Indexing in Magento has two faces. On the one hand, it enables Magento’s most powerful features to work and optimizes data access. On the other hand, it makes even more complex, time consuming and resource greedy to store product data in a usable way for the frontend.
- Product Attributes Index – By default, it is essential so that layered navigation works. It copies product/attribute options data to a table structure that is optimal for finding products based on the different attribute options they have. The number of attribute options are multiplied by the number of stores/languages Magento has.
- Product Price Index – By default, It is essential so that sorting and filtering by product prices work. Any Tier prices, configurable, bundle and products complicate this calculation to a great extent since the minimal price of complex product types depends on the price of the constituent products. The number of Magento websites and price groups act as further complicating factors here.
- Catalog URL Rewrites Index – By default, it is essential so that SEO friendly URLs and redirection from old URLs to new ones work. The depth and size of the category structure, the number of old URLs and stores/languages has a huge affect on this table. The size of this table can be blown up to millions of records and keep continuously growing even in the case of a catalog with a few thousand products and few languages. In Magento 1 CE and Magento 1 EE up to 12.x this is definitely the single most problematic indexer as far as big catalogs are concerned.
- Category Products Index – optimizes product filtering based on categories by storing catalog-product relations in a separate table. Again, it is an essential index for the frontend. The fact whether layered navigation is used for a category (“is anchor”) or not has an effect on these product relations.

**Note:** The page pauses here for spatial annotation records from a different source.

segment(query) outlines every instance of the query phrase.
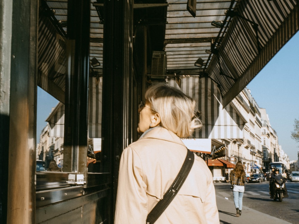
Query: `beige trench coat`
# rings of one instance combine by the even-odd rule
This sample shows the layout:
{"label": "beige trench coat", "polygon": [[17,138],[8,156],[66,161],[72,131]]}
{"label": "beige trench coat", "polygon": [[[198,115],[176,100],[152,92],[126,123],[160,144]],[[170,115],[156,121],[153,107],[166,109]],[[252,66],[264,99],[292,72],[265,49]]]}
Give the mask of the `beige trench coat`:
{"label": "beige trench coat", "polygon": [[[187,153],[180,138],[161,127],[125,149],[120,164],[115,223],[145,224]],[[195,158],[181,188],[155,224],[219,223],[212,174],[202,159]]]}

- Catalog Search Index (fulltext) – It is essential for default MYSQL-based search to work. It merges the text of product attributes and option labels of individual products so that it is searchable by the MYSQL fulltext engine. Here again, as many stores there are, so many index rows are created for a single product.
- Stock Status Index – This is for calculating the fact whether product is purchasable in Magento, which may be governed by the mixture of some global, website and product level values and settings.
- Product Flat Data Index – This index is optional and was added at a later point in the evolution of Magento to speed up product listing/sorting and spare server resources. The way it works is to copy product attribute values which normally could only be retrieved by huge queries joining multiple tables into a flat structure with only one record per product and store.
- Magento EAV
- EAV stands for Entity-Attribute-Value. Is a dynamic attribute management pattern which enables adding/removing/modifying product attributes like colour, manufacturer etc., without changing the structure of the database tables. This is a very powerful and user friendly feature and Magento has a number of configurational options for custom attributes out of the box.
- Magento multi store
- It is a unique Magento feature that a single Magento database can manage multiple stores in a way that attributes can have dedicated store level values that may override default values. This, again, is a highly user friendly approach and makes it easy, for example, to create different language versions of the same catalog only by changing the description of the products and label of the product options.
- Magento indexing
- Indexing in Magento is a process whereby data is copied from database tables optimized for data storage to tables optimized for frontend data access. Different indexes are used for different types of data access. Indexing processes are built to speed up the shop and generally provide a huge benefit, however make data storage more complex and resource greedy. Especially in the case of full reindexing, which is sometimes inevitable, and any Magento shop should be prepared to be able to perform a full index rebuild, it may take a long time and require huge resources to reindex all product data.